Clinical Trial Details
— Status: Enrolling by invitation
Administrative data
NCT number |
NCT05952401 |
Other study ID # |
202307051 |
Secondary ID |
P50CA244431 |
Status |
Enrolling by invitation |
Phase |
N/A
|
First received |
|
Last updated |
|
Start date |
May 31, 2024 |
Est. completion date |
December 1, 2024 |
Study information
Verified date |
May 2024 |
Source |
Washington University School of Medicine |
Contact |
n/a |
Is FDA regulated |
No |
Health authority |
|
Study type |
Interventional
|
Clinical Trial Summary
This is a pilot trial to examine the feasibility and preliminary effect of a multilevel
intervention 'Nudges to Quit' on smoking cessation in patients with serious mental illness
who smoke in a community mental health center (CMHC). "Nudges to Quit" is a multilevel
intervention to increate engagement of patient, case worker, and pharmacist with tobacco
treatment. The pilot trial is to generate the needed evidence for designing a future large
trial to evaluate the effect of 'Nudges to Quit' as a multilevel intervention to increase
tobacco treatment and reduce tobacco use among patients with serious mental illness.
Description:
The overarching goal of this pilot project is to reduce the disparity in the treatment of
tobacco use among individuals with serious mental illness (SMI) with low burden, multi-level
implementation strategies, an important need reflected in existing evidence and a recent
survey of community needs. Individuals with SMI have a much higher smoking prevalence (60%
vs. 15%) and die 25 years earlier compared to the general population. Despite the fact that
SMI patients express interest in and have success with evidence-based smoking cessation
treatment, inadequate provision of treatment in community mental health centers (CMHCs)

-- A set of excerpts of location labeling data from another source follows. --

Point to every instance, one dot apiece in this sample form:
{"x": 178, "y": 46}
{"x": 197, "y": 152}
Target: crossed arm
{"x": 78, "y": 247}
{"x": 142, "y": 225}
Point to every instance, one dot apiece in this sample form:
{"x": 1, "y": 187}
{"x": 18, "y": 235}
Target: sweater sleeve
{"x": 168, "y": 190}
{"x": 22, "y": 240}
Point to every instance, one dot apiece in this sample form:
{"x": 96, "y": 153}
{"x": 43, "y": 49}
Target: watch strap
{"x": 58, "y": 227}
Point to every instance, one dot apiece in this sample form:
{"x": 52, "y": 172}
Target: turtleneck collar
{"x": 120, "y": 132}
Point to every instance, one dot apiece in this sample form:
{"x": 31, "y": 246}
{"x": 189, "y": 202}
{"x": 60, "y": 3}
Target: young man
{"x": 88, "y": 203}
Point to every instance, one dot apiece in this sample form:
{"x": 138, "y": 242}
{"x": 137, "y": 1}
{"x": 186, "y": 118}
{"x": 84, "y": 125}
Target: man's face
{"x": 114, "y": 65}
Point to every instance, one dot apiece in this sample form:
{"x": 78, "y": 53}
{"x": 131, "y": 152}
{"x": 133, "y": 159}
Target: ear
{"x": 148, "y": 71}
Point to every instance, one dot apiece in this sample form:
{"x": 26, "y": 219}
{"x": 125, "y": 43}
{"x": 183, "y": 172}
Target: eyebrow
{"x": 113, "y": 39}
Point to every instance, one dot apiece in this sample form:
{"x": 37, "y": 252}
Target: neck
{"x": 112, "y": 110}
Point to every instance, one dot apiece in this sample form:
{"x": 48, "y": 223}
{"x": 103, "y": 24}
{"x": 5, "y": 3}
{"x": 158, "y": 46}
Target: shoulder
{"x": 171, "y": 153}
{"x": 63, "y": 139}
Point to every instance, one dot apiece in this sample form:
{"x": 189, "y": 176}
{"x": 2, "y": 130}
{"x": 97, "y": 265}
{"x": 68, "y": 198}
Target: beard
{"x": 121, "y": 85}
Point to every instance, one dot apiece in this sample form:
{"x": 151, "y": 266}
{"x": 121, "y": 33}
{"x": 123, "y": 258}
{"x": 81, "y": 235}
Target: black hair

contributes to the high smoking prevalence and related health consequences among the mentally
ill. The pilot trial aims to understand the feasibility and preliminary effects of a
multilevel intervention "Nudges to Quit," designed to increase patient, case worker, and
pharmacist engagement with tobacco treatment in a community mental health clinic setting.
Therefore, the investigators propose a pilot randomized trial of 60 patients. Patients will
be randomized with 1:1 allocation to usual care vs. intervention "Nudges to Quit". All
patients will receive pre-appointment tobacco treatment needs assessment (t1) with patient
input as decision support for their care team. For patients in the intervention arm, their
care team (case worker and pharmacist) will receive nudge reminders based on patient-reported
tobacco treatment need assessment to offer tobacco treatment. For patients in the usual care
arm, the team will proceed with usual care and receive the intervention at 3 months
post-enrollment (t2) to ensure all participants will receive benefit from the intervention
with variation in timing. All patients will receive a baseline (t1), 3 month (t2), and 6
month follow-up survey (t3). In Aim 1, the investigators will test the effect of nudges on
patient receipt of tobacco treatment. The investigators hypothesize patient receipt of
tobacco cessation treatment such as medication and counseling will be higher after delivery
of nudges over usual care. In Aim 2, the investigators will test the effect of nudges on
smoking behaviors. The investigators hypothesize smoking behaviors will be positively
effected in the nudges to quit group compared to usual care. In Aim 3, the investigators will
evaluate the feasibility and preliminary effect of this pilot project for a future R01
proposal to systematically evaluate this multilevel intervention adapted for CMHCs.